May 24, 2026 Wasil Zafar 40 min read

Build production-grade crews with the @CrewBase decorator pattern, async and batch kickoff execution, the recommended Flow-wrapping-Crew architecture for state and persistence, and deploy crews as API services with FastAPI.

Table of Contents

  1. Crew Configuration
  2. Async & Batch Execution
  3. Production Architecture
  4. Annotations & Decorators
  5. Deployment Patterns
What You’ll Learn: A Crew is the complete unit — agents + tasks + process + configuration. This article covers building production-ready crews: structuring projects with the CLI, configuring YAML-based crews for maintainability, handling async execution for performance, and patterns that scale from prototype to deployment.
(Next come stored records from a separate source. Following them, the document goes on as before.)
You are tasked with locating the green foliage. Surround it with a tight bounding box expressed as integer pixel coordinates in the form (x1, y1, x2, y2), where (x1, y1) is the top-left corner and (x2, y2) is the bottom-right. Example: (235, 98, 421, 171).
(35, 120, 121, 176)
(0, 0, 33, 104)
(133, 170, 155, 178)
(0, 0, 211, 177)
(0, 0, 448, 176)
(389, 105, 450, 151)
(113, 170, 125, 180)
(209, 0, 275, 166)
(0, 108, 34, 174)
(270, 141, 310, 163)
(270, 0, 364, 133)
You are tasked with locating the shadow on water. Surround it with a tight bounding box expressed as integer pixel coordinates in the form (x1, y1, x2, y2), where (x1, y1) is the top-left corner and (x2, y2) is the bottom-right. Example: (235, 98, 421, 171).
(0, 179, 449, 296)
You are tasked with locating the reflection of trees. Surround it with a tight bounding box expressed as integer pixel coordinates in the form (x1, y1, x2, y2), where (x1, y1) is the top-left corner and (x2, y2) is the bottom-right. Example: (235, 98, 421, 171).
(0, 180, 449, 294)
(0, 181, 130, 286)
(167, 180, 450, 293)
Think of the Crew as a Docker container for AI collaboration: self-contained, configurable, and reproducible.

1. Crew Configuration

The @CrewBase decorator is the production standard for defining crews. It provides automatic YAML loading, decorator-based agent/task registration, and clean separation between configuration and logic.
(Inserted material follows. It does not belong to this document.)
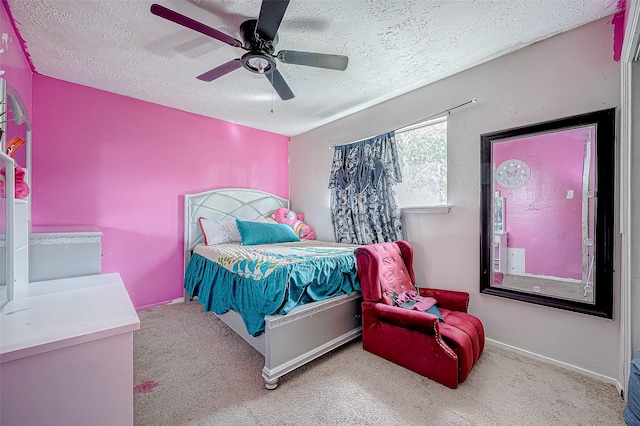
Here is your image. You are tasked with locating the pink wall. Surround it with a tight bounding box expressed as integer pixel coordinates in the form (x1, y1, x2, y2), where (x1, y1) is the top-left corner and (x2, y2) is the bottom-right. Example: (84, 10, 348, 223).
(493, 127, 594, 280)
(612, 0, 628, 61)
(31, 75, 289, 309)
(1, 1, 32, 168)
Why @CrewBase? It automatically resolves YAML references, manages agent/task registration order, provides self.agents and self.tasks collections, and integrates with crewai run CLI commands. Always use it for production crews.

1.1 Fully Configured Crew Class

from crewai import Agent, Task, Crew, Process
from crewai.project import CrewBase, agent, task, crew, before_kickoff, after_kickoff

@CrewBase
class ContentPipeline:
    """Production content generation pipeline."""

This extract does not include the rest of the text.